Par ailleurs, le projet de loi ouvre la possibilité de renouveler une carte de séjour pluriannuelle par une autre carte pluriannuelle. Le code de l’entrée et du séjour des étrangers et du droit d’asile, le CESEDA, doit en effet le prévoir formellement. Ce faisant, le texte initial a fait craindre que le champ de la carte de résident ne soit de fait réduit. Telles n’étaient pas vos intentions, au contraire, et c’est avec l’assentiment du Gouvernement et sur proposition de Marie-Anne Chapdelaine et du groupe socialiste, républicain et citoyen, que votre commission a prévu, par un article additionnel, la délivrance de plein droit de la carte de résident à l’expiration de la carte pluriannuelle pour les conjoints de Français et les parents d’enfants français. C’est un changement notable de logique pour ces étrangers à qui leurs attaches en France donnent vocation à vivre dans notre pays pour sans doute acquérir un jour la nationalité.

Le transfert de l’avis médical pour la carte de séjour d’« étranger malade » du médecin de l’Agence régionale de santé vers un collège de médecins de l’Office français de l’immigration et de l’intégration – OFII – a pu également susciter des interrogations.

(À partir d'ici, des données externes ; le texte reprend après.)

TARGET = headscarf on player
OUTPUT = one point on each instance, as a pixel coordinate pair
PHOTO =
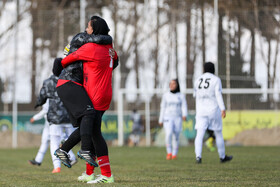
(99, 25)
(209, 67)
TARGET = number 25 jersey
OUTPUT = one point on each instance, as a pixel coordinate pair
(208, 94)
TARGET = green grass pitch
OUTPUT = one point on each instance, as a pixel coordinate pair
(141, 166)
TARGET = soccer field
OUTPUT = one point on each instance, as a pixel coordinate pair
(141, 166)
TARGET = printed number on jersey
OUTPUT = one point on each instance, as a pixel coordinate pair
(204, 83)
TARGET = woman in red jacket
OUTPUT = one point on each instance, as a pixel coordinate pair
(97, 74)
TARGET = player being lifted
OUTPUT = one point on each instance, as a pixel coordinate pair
(210, 110)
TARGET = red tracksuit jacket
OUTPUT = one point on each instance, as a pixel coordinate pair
(97, 72)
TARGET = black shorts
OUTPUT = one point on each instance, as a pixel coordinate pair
(76, 101)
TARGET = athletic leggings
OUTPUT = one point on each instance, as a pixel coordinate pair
(88, 120)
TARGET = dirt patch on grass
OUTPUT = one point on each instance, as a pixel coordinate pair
(257, 137)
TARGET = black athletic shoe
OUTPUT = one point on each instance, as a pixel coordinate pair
(63, 157)
(226, 159)
(87, 156)
(33, 162)
(198, 160)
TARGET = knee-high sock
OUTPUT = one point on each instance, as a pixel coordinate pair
(220, 143)
(45, 141)
(168, 138)
(55, 141)
(199, 142)
(175, 143)
(89, 169)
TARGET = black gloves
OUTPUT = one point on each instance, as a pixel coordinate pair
(57, 66)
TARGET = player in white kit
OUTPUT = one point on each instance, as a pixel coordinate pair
(173, 109)
(210, 110)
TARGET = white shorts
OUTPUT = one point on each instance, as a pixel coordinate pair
(58, 130)
(209, 122)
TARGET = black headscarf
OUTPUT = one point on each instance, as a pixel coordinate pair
(177, 89)
(99, 26)
(209, 67)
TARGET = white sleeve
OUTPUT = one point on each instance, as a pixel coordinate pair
(219, 96)
(162, 109)
(43, 112)
(184, 106)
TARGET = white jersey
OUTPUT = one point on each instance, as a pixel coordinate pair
(208, 93)
(173, 105)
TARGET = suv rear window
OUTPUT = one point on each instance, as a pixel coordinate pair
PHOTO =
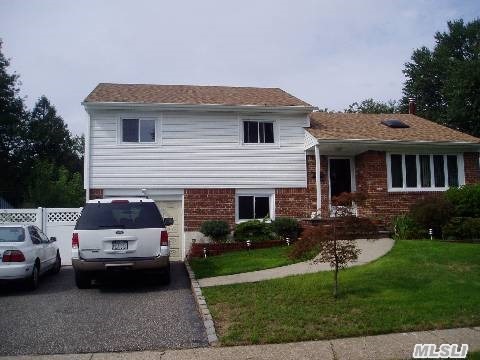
(12, 234)
(135, 215)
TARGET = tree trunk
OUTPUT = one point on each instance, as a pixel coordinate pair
(335, 289)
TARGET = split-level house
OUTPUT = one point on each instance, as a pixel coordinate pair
(240, 153)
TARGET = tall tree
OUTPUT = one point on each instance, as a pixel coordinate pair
(445, 81)
(12, 133)
(370, 106)
(49, 138)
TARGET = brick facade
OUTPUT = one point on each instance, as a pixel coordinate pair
(371, 179)
(208, 204)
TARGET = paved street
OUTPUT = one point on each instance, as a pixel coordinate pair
(116, 315)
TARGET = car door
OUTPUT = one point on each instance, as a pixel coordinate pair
(50, 250)
(39, 247)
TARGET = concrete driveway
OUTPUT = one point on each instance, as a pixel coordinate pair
(119, 314)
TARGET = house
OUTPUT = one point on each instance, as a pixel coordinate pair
(237, 153)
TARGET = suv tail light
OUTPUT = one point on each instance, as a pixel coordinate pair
(164, 238)
(75, 241)
(13, 256)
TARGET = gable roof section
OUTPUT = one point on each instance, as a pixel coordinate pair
(192, 95)
(368, 127)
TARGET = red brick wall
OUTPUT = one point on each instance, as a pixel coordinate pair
(96, 194)
(298, 202)
(208, 204)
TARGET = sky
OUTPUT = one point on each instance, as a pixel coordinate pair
(328, 53)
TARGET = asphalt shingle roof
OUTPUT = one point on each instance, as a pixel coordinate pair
(192, 95)
(351, 126)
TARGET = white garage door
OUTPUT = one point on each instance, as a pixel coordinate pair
(173, 209)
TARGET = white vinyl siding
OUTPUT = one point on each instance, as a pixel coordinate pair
(195, 150)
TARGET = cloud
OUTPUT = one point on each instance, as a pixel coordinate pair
(329, 53)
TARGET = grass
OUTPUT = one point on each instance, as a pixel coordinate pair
(419, 285)
(241, 261)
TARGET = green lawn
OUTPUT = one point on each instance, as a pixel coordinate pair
(419, 285)
(241, 261)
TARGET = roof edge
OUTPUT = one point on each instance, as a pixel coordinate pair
(397, 142)
(185, 106)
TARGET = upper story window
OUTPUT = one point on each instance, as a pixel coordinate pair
(423, 172)
(258, 132)
(138, 130)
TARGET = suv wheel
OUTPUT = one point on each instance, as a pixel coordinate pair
(32, 281)
(82, 280)
(58, 264)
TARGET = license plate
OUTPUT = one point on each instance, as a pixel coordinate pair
(119, 245)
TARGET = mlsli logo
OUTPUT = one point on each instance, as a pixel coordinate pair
(443, 351)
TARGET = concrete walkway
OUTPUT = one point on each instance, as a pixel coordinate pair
(381, 347)
(371, 250)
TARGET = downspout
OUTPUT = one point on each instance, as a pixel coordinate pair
(317, 179)
(86, 160)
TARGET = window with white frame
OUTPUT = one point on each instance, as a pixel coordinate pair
(254, 206)
(423, 171)
(138, 130)
(258, 132)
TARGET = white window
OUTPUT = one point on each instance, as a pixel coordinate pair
(254, 204)
(414, 172)
(138, 130)
(258, 132)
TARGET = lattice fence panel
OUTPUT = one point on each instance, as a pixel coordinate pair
(18, 217)
(63, 216)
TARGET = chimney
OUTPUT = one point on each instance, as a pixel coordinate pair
(411, 106)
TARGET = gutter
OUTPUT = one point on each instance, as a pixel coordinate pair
(205, 107)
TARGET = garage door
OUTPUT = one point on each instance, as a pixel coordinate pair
(173, 209)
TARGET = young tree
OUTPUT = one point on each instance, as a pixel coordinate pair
(370, 106)
(445, 81)
(336, 244)
(12, 132)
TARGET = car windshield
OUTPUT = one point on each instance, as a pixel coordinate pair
(12, 234)
(120, 215)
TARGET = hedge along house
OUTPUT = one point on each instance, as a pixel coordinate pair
(238, 153)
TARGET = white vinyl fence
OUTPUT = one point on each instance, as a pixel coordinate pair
(57, 222)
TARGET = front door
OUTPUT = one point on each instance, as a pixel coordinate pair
(341, 178)
(173, 209)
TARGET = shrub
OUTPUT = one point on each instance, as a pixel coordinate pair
(253, 230)
(217, 230)
(462, 228)
(432, 212)
(307, 247)
(405, 228)
(465, 200)
(285, 227)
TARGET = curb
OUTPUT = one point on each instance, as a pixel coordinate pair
(202, 307)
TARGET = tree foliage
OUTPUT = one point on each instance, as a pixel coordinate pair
(371, 106)
(54, 186)
(12, 133)
(445, 81)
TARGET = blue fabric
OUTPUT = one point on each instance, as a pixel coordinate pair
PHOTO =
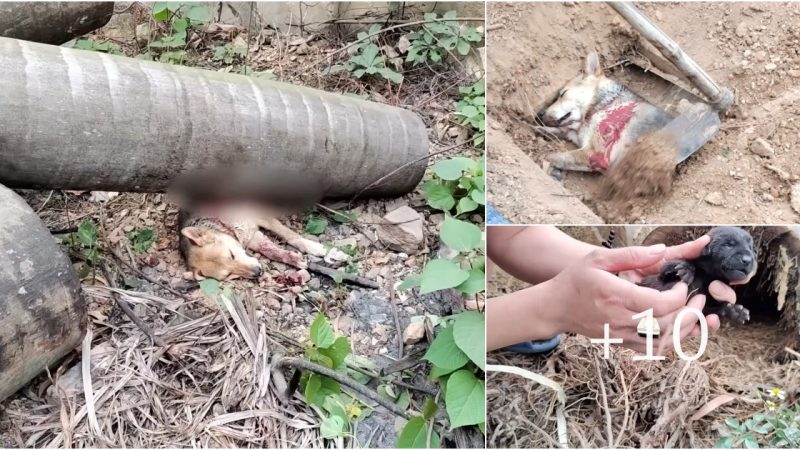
(493, 217)
(532, 347)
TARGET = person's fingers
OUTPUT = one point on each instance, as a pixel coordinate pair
(627, 258)
(639, 298)
(722, 292)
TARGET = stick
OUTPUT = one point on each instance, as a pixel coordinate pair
(344, 276)
(301, 364)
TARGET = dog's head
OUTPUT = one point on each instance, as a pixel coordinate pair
(576, 97)
(214, 254)
(729, 256)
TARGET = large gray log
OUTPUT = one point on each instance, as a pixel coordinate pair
(52, 22)
(74, 119)
(42, 313)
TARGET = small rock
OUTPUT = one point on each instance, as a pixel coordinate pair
(407, 235)
(762, 148)
(715, 198)
(414, 333)
(795, 198)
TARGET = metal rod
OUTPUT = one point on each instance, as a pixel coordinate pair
(719, 97)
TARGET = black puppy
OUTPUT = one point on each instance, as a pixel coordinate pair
(729, 258)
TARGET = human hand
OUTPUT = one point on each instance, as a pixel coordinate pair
(589, 295)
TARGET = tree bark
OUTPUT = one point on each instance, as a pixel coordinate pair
(42, 313)
(82, 120)
(52, 22)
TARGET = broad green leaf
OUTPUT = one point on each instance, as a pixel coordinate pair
(209, 287)
(337, 352)
(321, 332)
(316, 225)
(438, 195)
(333, 427)
(441, 274)
(444, 353)
(475, 283)
(469, 335)
(465, 399)
(460, 235)
(451, 169)
(415, 435)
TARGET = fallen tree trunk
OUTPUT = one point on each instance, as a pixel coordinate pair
(85, 120)
(52, 22)
(42, 314)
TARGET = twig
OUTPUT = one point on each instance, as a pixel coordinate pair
(396, 317)
(384, 30)
(301, 364)
(344, 276)
(128, 311)
(383, 178)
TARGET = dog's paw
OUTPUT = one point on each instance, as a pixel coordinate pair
(734, 312)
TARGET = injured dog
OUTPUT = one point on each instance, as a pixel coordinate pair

Certains de mes interlocuteurs concevaient difficilement que l’on confie le soin de rendre un tel avis à un organisme sous tutelle du ministère de l’intérieur. En insistant sur le fait que les médecins de l’OFII émettront leur avis dans le respect des directives du ministère de la santé, nos débats et vos propos en commission, monsieur le ministre, ont rassuré.

Deux autres mesures, vous l’avez rappelé, ont suscité des interrogations et font l’objet d’amendements. La première concerne l’encadrement de la rétention. Une grande partie des éloignements effectués dans les centres de rétention administrative est réalisée dans les cinq premiers jours sans que l’étranger ait pu voir les conditions de sa privation de liberté examinées par un juge. Avec certains de nos collègues, nous proposerons l’intervention automatique du juge des libertés après quarante-huit heures de rétention comme cela était le cas avant 2011.